The work done by this Carnot engine is equal to the area (depicted by a blue splash) in the above diagram. That area is bounded by different lines that are either isothermal or isentropic processes.

However, if we invented a new quantity, call it “F_{entropy}“, whose change in a process is dF_{entropy} = \int \frac{dQ+dU}{T}, then we would simply find a new set of curves (call them iso-F-entropic processes) in the above P-V graph. Would we find a more efficient F-Carnot engine by this mechanism?

There is a simple argument that we would not. For if we did, we would simply run the less efficient Carnot engine, do some work and dispose of some heat in the low-temperature heat-sink. Then run the more efficient F-Carnot engine as a refrigerator, to use less of the work to transfer the above disposed of heat from the low-temperature sink to the high-temperature source. This would be a machine that would violate the Second Law of Thermodynamics – it would take heat from a heat source and convert all of it to work. So these other versions of entropy wouldn’t really change anything – its enough to use the version that additionally has the connection to the number of microscopic states.

The last topic I want to discuss, possibly in a future post, has to do with the thermodynamics of computation. Briefly, Rolf Landauer (in the 60s at IBM) deduced that there is an absolute minimum of heat (and entropy) that is generated when a computation is performed.

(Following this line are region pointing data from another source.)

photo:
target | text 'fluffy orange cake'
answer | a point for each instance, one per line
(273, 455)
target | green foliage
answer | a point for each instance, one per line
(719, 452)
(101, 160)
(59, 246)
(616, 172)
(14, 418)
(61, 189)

He connected this to something called Maxwell’s demon, which was a thought experiment constructed to explicitly break the Second Law of Thermodynamics. He (Landauer) then showed how ordinary entropy of disorder could be connected to the entropy of information, in a really concrete way. The article referred to above tries to make the case that this connection is weak, primarily because the “message” in information theory is too small, not macroscopic in size. I am not convinced, but think a longer post is essential to discuss it.